Adding six youngsters from Premier League clubs will be an upgrade over whatever kids these clubs currently have. Plus it would lift some of the financial burden off the clubs, allowing them to re-sign their veterans.

This would be a win-win for everyone involved. Most importantly, smaller local clubs that are in danger of going defunct would stay afloat.

The style of play in the Premier League has become more continental over the past decade. In turn, the quality has also risen — quality that, under an affiliate system, could now trickle down to teams in the lower leagues. If United and Liverpool have input into staffing at their respective affiliate teams, they’ll bring in coaches who employ the same philosophy as their first team coaches, as that would benefit the development of their younger players.

One of the reasons a more continental style of play hasn’t taken hold in the lower leagues is because of pitch quality — it’s terrible. But with a vested interest in the club, it would suddenly be beneficial for a club like Liverpool to upgrade the pitches and facilities at somewhere like Tranmere.

That’s a good benefit for smaller clubs! Better coaches would ultimately lead to better quality of football. That’s also good for the fans. It would also create a good staging ground to develop young coaches, an area in which England is painfully behind the other top European countries.

The system does have its drawbacks. With Premier League clubs focused on the development of their youngsters, it’s possible that winning for the affiliate club may become less of a priority. Obviously the fans won’t like that, but then again, many other teams in their league would be dealing with that same issue. A preventative rule could state that if your affiliate club falls out of the Football League, you’d have to wait another season before you can strike a deal with a new one.

Contracts between clubs and affiliates would be for multiple years, with the only major thing needing to be worked out is what to do if a lower division affiliate wins promotion to the league below (and then possibly to the same league) as their “benefactor.”

We’d also have to figure out the rules about calling players up and sending them down. I’d suggest there be three two-week windows throughout the season where clubs can call players up or reassign them. This would give the Premier League club more control over the handling of their young players over the course of the season, while reducing the instability for the affiliate club.

Clubs would also not just be able to randomly assign any player to the lower league team. At the start of the season, they’d designate nine players who can be sent down, with no more than six being down at one time. This way if a player gets called up to the first team during one of the designated windows, someone can be sent down to replace him, but not just any random academy player.

Is this system perfect? Probably not, but the Premier League needs to come up with something like it, because frankly, it already unofficially exists.

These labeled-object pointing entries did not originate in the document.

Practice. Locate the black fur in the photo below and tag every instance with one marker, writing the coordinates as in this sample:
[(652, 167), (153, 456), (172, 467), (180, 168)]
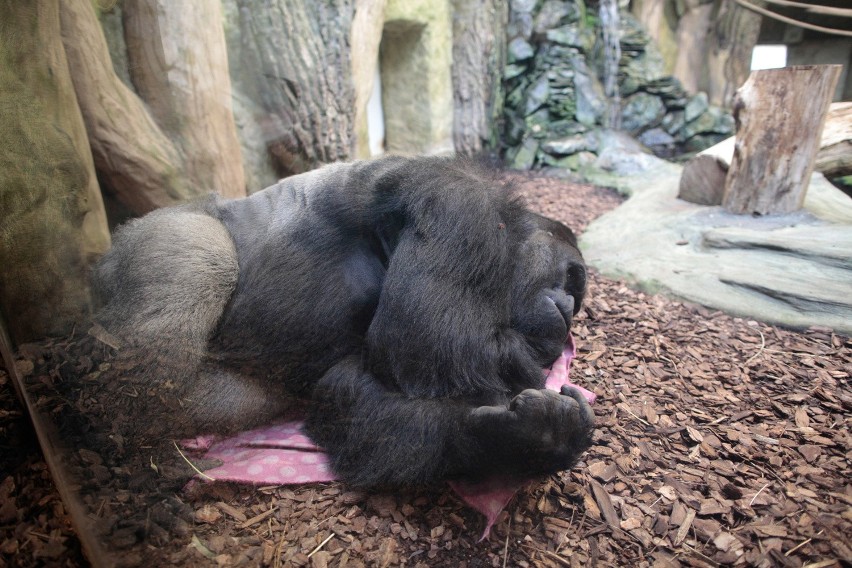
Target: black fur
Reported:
[(412, 301)]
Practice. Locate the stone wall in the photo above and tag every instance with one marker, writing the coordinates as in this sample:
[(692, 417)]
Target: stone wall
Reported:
[(555, 97)]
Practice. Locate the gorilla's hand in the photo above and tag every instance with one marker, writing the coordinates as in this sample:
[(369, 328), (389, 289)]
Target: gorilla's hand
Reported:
[(546, 323), (538, 431)]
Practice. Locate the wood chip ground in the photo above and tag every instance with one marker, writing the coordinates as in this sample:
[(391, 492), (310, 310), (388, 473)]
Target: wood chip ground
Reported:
[(720, 442)]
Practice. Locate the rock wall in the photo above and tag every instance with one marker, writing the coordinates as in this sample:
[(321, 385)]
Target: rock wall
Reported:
[(555, 96)]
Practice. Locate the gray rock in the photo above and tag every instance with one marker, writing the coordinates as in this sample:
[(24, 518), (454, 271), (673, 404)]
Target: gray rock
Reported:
[(642, 111), (656, 137), (513, 70), (696, 106), (538, 122), (524, 155), (519, 50), (520, 25), (704, 124), (673, 122), (581, 38), (591, 102), (575, 162), (537, 95), (701, 142), (571, 144), (563, 128), (553, 13), (792, 270), (521, 6)]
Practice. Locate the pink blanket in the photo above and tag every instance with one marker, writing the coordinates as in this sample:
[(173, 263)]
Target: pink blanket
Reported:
[(281, 455)]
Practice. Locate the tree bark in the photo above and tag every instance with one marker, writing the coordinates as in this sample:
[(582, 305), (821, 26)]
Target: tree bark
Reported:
[(479, 54), (835, 155), (179, 65), (780, 115), (51, 212), (732, 38), (135, 160), (366, 36), (295, 68)]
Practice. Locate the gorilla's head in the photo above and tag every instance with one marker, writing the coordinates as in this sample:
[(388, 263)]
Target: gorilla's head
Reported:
[(548, 288)]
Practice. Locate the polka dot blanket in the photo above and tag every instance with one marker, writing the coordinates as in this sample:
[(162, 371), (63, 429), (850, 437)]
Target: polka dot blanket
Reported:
[(281, 455)]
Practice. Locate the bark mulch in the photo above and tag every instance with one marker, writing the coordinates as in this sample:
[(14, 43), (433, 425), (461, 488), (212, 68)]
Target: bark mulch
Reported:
[(720, 441)]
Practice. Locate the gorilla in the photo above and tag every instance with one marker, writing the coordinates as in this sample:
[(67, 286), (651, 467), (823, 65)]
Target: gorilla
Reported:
[(411, 303)]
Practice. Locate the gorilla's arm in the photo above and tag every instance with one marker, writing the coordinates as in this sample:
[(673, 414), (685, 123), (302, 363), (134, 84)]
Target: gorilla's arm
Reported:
[(473, 304), (375, 436)]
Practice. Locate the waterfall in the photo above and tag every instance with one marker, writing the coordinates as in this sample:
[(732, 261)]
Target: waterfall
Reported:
[(608, 14)]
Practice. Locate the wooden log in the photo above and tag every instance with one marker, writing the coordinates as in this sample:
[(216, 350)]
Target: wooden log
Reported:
[(703, 180), (179, 64), (295, 66), (136, 161), (479, 46), (780, 114), (834, 158), (703, 177)]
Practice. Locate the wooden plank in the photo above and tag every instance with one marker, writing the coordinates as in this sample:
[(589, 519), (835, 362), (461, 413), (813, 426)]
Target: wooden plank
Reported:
[(53, 450)]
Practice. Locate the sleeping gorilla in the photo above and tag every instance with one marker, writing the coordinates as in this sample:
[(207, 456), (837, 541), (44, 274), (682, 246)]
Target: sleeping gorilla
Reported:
[(413, 301)]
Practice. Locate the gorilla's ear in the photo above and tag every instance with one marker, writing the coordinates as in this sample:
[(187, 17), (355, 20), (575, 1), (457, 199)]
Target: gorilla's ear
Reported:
[(446, 294)]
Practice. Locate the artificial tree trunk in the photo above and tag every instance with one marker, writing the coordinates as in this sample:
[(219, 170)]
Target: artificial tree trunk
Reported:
[(179, 64), (295, 72), (136, 161), (51, 212), (707, 44), (479, 54)]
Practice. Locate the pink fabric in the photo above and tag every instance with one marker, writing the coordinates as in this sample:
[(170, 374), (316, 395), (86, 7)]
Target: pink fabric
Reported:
[(281, 455)]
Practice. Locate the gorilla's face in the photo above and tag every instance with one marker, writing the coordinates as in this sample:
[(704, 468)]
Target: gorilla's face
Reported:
[(549, 285)]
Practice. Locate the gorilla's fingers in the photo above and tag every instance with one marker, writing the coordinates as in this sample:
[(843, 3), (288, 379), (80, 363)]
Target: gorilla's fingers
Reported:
[(586, 412)]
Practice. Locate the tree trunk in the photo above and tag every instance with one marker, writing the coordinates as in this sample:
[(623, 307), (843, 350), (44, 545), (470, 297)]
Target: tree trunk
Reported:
[(179, 65), (706, 44), (295, 68), (728, 52), (479, 54), (135, 160), (51, 212), (365, 39), (780, 115), (835, 155)]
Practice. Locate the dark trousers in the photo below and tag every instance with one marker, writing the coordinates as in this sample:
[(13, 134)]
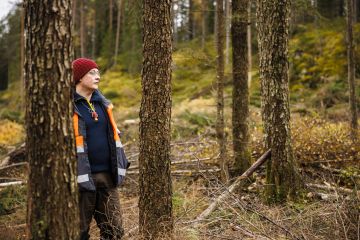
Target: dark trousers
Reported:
[(104, 205)]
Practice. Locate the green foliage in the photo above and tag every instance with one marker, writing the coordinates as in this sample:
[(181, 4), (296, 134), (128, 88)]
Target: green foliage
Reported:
[(11, 133), (11, 197), (317, 53)]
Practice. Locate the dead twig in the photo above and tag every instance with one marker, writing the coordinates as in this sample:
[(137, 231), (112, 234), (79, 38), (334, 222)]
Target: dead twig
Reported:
[(234, 186)]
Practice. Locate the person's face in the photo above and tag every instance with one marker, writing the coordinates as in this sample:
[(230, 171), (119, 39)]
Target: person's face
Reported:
[(90, 81)]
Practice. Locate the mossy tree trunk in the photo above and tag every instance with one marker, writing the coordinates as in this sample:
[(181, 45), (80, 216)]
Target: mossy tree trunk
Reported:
[(155, 203), (220, 123), (240, 107), (351, 70), (52, 189), (273, 33)]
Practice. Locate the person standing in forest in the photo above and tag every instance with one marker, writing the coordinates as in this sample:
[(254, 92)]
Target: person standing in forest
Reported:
[(101, 159)]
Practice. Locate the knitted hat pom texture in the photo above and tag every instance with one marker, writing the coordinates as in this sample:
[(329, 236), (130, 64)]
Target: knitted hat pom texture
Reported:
[(82, 66)]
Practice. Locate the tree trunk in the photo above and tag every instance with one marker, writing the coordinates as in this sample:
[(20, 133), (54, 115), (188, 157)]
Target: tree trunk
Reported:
[(155, 203), (273, 28), (227, 26), (73, 12), (93, 33), (240, 106), (52, 189), (191, 20), (249, 46), (351, 71), (203, 22), (82, 29), (220, 125), (4, 76), (110, 15), (118, 26), (174, 14)]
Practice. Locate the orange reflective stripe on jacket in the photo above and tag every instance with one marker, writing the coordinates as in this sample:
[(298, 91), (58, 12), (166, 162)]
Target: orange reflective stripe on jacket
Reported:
[(112, 121)]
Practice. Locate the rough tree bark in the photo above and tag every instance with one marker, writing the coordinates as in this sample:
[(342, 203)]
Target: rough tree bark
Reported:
[(227, 26), (118, 26), (52, 188), (203, 22), (273, 32), (220, 124), (191, 20), (155, 205), (351, 70), (240, 105)]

City Football Group, the subsidiary group that owns Manchester City, also hold ownership stakes in New York City FC, Melbourne FC, Yokohama F. Marinos, Montevideo City Torque, Girona, and Mumbai City FC. That gives them the ability to freely loan players around for various reasons (as they controversially did when NYCFC loaned Frank Lampard to Manchester City, or when City signed NYCFC’s Mix Diskerud to get NYCFC out of MLS salary cap issues).

Same club or different clubs?

An affiliate system may not be ideal for the tradition of English football, but if the alternative is many clubs going bust, isn’t this the lesser of two evils?